Courtesy Occupied Wall Street Journal

Occupied Wall Street Journal circulates in print and online.

In the meantime, we have seen the beginnings of a national and now global movement of Solidarity Occupations and Meetups to join and discuss this movement. The world has been wondering how long American citizens would remain quiet about the excesses of their corporate financed oligarchy. The question has at least been raised, and now we must answer whether this is truly our American Autumn.

3 Comments

  1. Charles Warren no doubt had an axe to grind and we can see clearly where he is wrong and where he is grossly mistaken.

    1) We currently are dominated by the party whose stated mission is to end ‘big government’ headed by a “leader” that campaigned on a promise to “drain the swamp” in DC. In reality these false flag neo-conservatives seek/pursue large scale government handouts and largesse, while cutting all aid to the most vulnerable.

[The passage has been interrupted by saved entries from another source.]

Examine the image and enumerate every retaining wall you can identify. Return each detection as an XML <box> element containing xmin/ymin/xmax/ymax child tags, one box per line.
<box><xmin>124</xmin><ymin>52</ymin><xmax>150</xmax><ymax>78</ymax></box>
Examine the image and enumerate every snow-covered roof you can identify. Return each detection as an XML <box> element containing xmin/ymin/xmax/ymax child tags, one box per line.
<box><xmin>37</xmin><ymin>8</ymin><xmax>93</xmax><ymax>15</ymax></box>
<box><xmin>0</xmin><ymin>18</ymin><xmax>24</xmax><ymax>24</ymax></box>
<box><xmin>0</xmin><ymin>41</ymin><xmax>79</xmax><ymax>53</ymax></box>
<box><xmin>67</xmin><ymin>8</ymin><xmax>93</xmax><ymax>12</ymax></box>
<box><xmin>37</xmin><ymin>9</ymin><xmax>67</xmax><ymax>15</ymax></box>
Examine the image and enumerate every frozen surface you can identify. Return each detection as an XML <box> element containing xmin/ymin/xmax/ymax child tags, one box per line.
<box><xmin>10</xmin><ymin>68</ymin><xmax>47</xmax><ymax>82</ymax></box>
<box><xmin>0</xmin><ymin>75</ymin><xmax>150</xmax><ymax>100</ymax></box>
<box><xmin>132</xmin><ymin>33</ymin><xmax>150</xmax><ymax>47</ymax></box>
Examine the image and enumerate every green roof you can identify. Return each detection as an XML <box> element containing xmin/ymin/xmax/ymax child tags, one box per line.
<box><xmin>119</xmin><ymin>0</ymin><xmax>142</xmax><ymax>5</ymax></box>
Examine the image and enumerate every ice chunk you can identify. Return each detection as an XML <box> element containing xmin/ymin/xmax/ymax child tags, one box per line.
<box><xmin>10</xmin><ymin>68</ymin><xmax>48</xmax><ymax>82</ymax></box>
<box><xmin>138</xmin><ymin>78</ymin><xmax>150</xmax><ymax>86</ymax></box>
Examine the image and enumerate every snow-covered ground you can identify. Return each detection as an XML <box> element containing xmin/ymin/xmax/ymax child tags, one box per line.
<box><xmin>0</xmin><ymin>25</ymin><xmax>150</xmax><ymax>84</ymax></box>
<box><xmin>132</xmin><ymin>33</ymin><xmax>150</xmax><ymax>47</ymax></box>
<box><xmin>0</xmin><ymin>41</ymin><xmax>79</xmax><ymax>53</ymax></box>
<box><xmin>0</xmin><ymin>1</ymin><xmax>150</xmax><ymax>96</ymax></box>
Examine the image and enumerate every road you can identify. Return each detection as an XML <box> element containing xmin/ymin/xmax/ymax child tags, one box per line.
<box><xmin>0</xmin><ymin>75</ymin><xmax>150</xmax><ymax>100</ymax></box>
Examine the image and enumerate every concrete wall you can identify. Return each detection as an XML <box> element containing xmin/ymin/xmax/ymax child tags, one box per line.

For instance, the obscene, bloated, military budget is going to be raised 700 billion dollars (again). The absurd and ineffective plan to build a wall at the Southern border is not even a part of that budget and is being funded by raids on actual necessary social services like FEMA.

    2) Occupy was multicultural in its makeup overall and the notion that they were a bunch of hippies (not that there is anything wrong with that) is laughable. It was a truly impressive example of people coming together around the world in organized resistance. The movement is still going strong and the ideas/people have been spreading through other social movements. They also have been very active in the debt forgiveness movement and the Occupy ICE movement. A quick browse of The Guardian’s archive page on the movement (which is still active) demonstrates how mistaken (intentional or not) Charles Warren is about the effectiveness and longevity of the Occupy Movement https://www.theguardian.com/world/occupy

  2. Bad ideas have a way of fizzling out and just going away. Like communism and psychoanalysis, the Occupy Movement was but one more glaring example of how wrong, wrong can be, and, to be sure, the occupiers had it completely backwards. They were 180 degrees wrong.

    They should have been protesting big government rather than business and industry, because it was the Government Sponsored Enterprises, Fannie Mae and Freddy Mac, that burst the housing bubble, caused some 150 large banks to fail, and ultimately gave us in the 2008 economic “crisis.” If anything, Wall Street was a victim of the GSE’s unfettered abuse. And while it could be said that Wall Street was a victim of its own greed—that’s really the only cogent argument against private corporations—we must come to terms with the idea that out of control government was the root cause. But the occupiers didn’t understand this. Instead, they took to the streets and banged their cynical, superficial drum as loudly as they possibly could.

    What was more, and even at the height of the Occupy Movement’s influence on American thought, the occupiers themselves refused to approach the situation with any genuine sense of clarity or rationale. This was due in part to the complex nature of the GSE’s relationship with the private sector; moreover, it was largely due to the occupiers’ vain reluctance to believe that government was at fault for causing so much economic turmoil. To their way of thinking, Wall Street was solely to blame. And they’d not hear another word about it. After all, Obama had just been elected President of the United States of America. It was a new day. The times were a-changing. We were becoming a more socialist nation, perhaps after the fashion of a European model, England, or Ireland, or Germany. The occupiers wanted us to become more socialistic in thought and practice.

    At the end of the day, though, we find the occupiers to be silly self-invested rebels who thought they had a cause.

  3. Thankfully, the Occupy Wall Street Movement is dead. Google it, and you’ll find everyone asking “is OWS dead?” The thing is, if you gotta ask….

    What went wrong with OWS was that it was made up of a lot of white, privileged hippie types who weren’t rebels, but who imagined that they had a cause. It doesn’t get any stupider than that.

    Did it ever occur to them to “occupy” government?